Förderung von Ölheizungen und Ölkesseln

Veröffentlicht am 06.12.2016
Freiheitliche Landtagsanfrage

Der neueste technologische Einsatz bei Ölheizungen und Ölkesseln zeichnet sich durch eine schonende und schadstoffarme Verbrennung aus. Daneben wird ein hoher Wirkungsgrad erzielt und die Zuverlässigkeit der Anlagen ist zu einem wahren Aushängeschild geworden. Die technischen Fortschritte haben nichts mehr mit den umweltschädlichen Brennern aus früheren Tagen gemein. Robuste Ölheizungen werden von der Bevölkerung geschätzt, zumal viele alternative Heizmöglichkeiten teuer und wartungsintensiv sind und dadurch zusätzlich die Umwelt belasten. Der Freiheitliche Landtagsabgeordnete Walter Blaas erkundigte sich über eventuelle Förderungen der neuen Technologien.

„‘Für einen Austausch solcher Anlagen in der eben beschriebenen Form sehen die staatlichen Begünstigungen die steuerliche Abschreibungsmöglichkeit für Brennwertkessel vor‘“, zitiert der Freiheitliche Landtagsabgeordnete Blaas aus der Antwort auf seine Anfrage. „Dem Land hingegen genügen diese qualitativen Ansprüche neuer Ölheizanlagen und Komplexe nicht“, erörtert Walter Blaas und verweist auf die Förderung seitens des Landes bei erneuerbaren Energiequellen.

„Außer der steuerlichen Abschreibungsmöglichkeit bei Brennwertkesseln sind die Förderungen für neue Technologien im Bereich der fossilen Energieträger zum Erliegen gekommen“, hält Blaas fest und gibt zu bedenken, dass nach wie vor viele Bürger auf die Vorteile von Ölheizungen setzen. „Neben Privaten pflegen auch öffentliche Körperschaften, wie das Land oder die Gemeinden, den Unterhalt von Ölheizanlagen.
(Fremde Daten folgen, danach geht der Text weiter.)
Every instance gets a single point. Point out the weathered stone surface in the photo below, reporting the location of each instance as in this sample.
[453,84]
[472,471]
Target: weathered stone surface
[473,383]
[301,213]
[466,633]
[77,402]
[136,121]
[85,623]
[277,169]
In etlichen Fällen werden öffentliche Gebäude, Schulen oder Kindergärten mit den Produkten der Erdölindustrie beheizt“, erläutert der Freiheitliche Landtagsabgeordnete.

„Neue Technologien, besonders im Bereich der Brennerkomplexe, ermöglichen eine schadstoffarme Verbrennung, sodass auch in den kommenden Jahren Ölheizungen sowohl im öffentlichen als auch im privaten Rahmen im Einsatz sein werden“, so Blaas.

„‘Laut Auskunft des Amtes für Bauerhaltung wurde in den öffentlichen Gebäuden während den vergangenen drei Jahren lediglich der Heizölkessel des Bahnwärterhauses Naturns mit einem neuen Heizölkessel ausgetauscht‘“, entnimmt Blaas abschließend aus der Antwort auf seine Anfrage.